Journal articles dating violence
Honor killings are directed mostly against women and girls, but have been extended to men.Also spelled "honour killing" (American and British spelling differences).This initial categorization differentiates between violence a person inflicts upon himself or herself, violence inflicted by another individual or by a small group of individuals, and violence inflicted by larger groups such as states, organized political groups, militia groups and terrorist organizations.These three broad categories are each divided further to reflect more specific types of violence.Violence is defined by the World Health Organization as "the intentional use of physical force or power, threatened or actual, against oneself, another person, or against a group or community, which either results in or has a high likelihood of resulting in injury, death, psychological harm, maldevelopment, or deprivation", although the group acknowledges that the inclusion of "the use of power" in its definition expands on the conventional understanding of the word.This definition involves intentionality with the committing of the act itself, irrespective of the outcome it produces.It also includes a column for other family members or partners.The rate of occurrence varies considerably based upon one's country, socio-economic class, culture, religion, family history and other factors.

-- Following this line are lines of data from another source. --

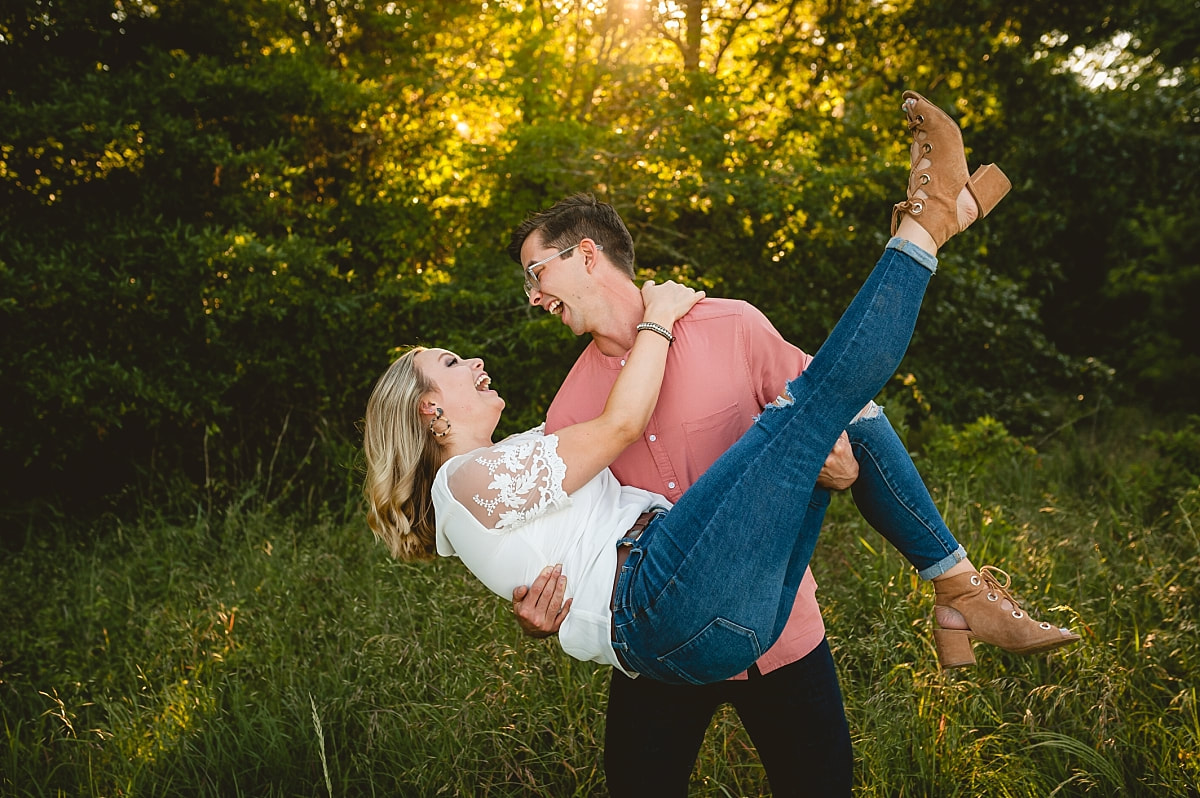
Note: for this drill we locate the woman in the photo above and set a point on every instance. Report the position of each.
(694, 600)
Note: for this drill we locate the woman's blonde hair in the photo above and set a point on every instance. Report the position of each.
(401, 461)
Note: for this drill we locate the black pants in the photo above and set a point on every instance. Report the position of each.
(795, 717)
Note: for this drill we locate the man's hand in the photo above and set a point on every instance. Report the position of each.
(539, 607)
(840, 469)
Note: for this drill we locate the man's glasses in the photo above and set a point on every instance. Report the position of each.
(532, 283)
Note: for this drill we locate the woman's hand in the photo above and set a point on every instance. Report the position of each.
(667, 303)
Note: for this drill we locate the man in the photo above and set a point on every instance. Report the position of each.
(730, 361)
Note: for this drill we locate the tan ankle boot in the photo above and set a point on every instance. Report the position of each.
(994, 616)
(940, 172)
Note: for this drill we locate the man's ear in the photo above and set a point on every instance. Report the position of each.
(589, 249)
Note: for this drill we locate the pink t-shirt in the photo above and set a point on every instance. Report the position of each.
(727, 361)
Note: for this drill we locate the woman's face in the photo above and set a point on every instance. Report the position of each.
(461, 388)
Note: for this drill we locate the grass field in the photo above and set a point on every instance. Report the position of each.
(243, 653)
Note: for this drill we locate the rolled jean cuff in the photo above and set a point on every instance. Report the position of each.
(943, 564)
(915, 252)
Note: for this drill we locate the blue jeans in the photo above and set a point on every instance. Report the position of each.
(894, 499)
(708, 586)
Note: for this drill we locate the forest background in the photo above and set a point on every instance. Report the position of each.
(220, 219)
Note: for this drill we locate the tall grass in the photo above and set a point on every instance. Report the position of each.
(245, 654)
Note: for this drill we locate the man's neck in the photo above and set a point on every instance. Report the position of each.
(618, 330)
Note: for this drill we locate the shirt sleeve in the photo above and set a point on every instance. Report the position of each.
(511, 483)
(772, 360)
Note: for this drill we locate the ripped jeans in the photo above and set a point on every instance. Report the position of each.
(709, 585)
(894, 499)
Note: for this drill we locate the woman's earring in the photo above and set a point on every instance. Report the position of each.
(437, 417)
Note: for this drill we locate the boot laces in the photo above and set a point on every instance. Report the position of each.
(1000, 588)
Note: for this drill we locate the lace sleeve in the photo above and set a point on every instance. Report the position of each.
(511, 483)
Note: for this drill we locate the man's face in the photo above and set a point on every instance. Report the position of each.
(561, 280)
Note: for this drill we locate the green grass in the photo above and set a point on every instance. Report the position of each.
(245, 654)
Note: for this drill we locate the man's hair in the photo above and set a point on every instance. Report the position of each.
(574, 219)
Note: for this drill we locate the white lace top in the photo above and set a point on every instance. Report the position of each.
(503, 511)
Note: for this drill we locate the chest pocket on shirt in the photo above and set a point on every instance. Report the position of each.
(711, 436)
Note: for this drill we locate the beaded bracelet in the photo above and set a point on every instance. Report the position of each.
(657, 328)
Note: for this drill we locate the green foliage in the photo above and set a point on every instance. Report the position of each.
(970, 453)
(244, 652)
(220, 219)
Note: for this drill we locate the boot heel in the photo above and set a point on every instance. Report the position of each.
(953, 647)
(988, 185)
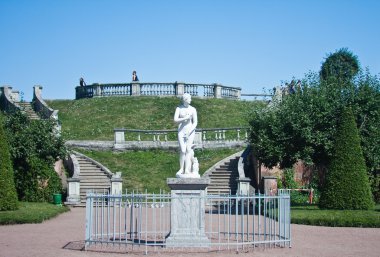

Examples include replacing birth control pills with fakes, puncturing condoms and diaphragms, or threats and violence to prevent an individual's attempted use of birth control. American Journal of Public Health, 91(10), 1679-1685. Partner violence among adolescents in opposite-sex romantic relationships: Findings from the National Longitudinal Study of Adolescent Health. Copies of the items contained in the scales, in both French and English can be found in the following report: Publication Series of the Muriel Mc Queen Fergusson Centre. Date violence and date rape among adolescents: Associations with disordered eating behaviors and psychological health.
Corlin, past president of the American Medical Association said: "The United States leads the world—in the rate at which its children die from firearms." He concluded: "Gun violence is a threat to the public health of our country." Furthermore, violence often has lifelong consequences for physical and mental health and social functioning and can slow economic and social development.